As the electron is spontaneously transferred from one group to another in the protein complex, free energy is released.
This free energy is used to pump protons from the matrix, across the inner mitochondrial membrane (through cytochrome
reductase), and into the intermembrane space. Hence, the proton gradient is increased further.
Cytochrome oxidase (Figure 6a and 6b) is the best understood of all the electron-carrier
proteins involved in oxidative phosphorylation. In many ways this protein is similar to NADH-Q reductase and cytochrome
reductase, which are discussed above. Cytochrome oxidase accepts an electron from cytochrome c, and passes it to
O2, the final electron acceptor in this chain. The mechanism for this final electron transfer is described
in the yellow box, below. (It is interesting to note that azide, which is used in
airbags, is toxic to us because it binds to cytochrome oxidase and
blocks this important electron transfer.) As with the other proteins, the free energy from the
spontaneous oxidation-reduction reaction is used to pump more protons into the intermembrane space, increasing the
proton gradient even further.
Mechanism for Safely Transferring Electrons to Molecular Oxygen
Cytochrome oxidase also has an important, unique feature that is necessary because it transfers its electrons to
O2. O2 has a difficult time picking up one extra electron to form the free-radical species
O2-; however, once O2 has accepted one electron it becomes very reactive, and can
easily accept more electrons, or participate in other chemical reactions. (A free radical is a group that contains
an unpaired electron. Free radicals are extremely reactive.) Many of the chemical reactions that the free radical
O2- could participate in, such as the destruction of fatty acids that make up membranes, would
be very harmful to the body. Cytochrome oxidase acts as an enzyme to help add the first electron to O2.

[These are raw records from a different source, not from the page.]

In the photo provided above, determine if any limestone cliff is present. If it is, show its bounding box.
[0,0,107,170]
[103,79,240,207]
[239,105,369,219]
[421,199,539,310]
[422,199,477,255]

However, recall that cytochrome oxidase can only transfer one electron at a time to oxygen, and that adding only
one electron would result in a dangerous free radical. Hence, the protein must have a mechanism to hold the oxygen
in place until all four electrons have been transferred to O2 (i.e., until the
oxygen has been reduced completely to H2O), so that the free radical generated after the first electron
transfer does not escape and do great harm to the cells. Cytochrome oxidase contains a special
bimetallic center consisting of a heme (iron-containing) group in close proximity to a
copper atom. Oxygen is trapped between these two metal atoms until it has been completely reduced to H2O.
The water molecules that are generated can then exit the protein complex.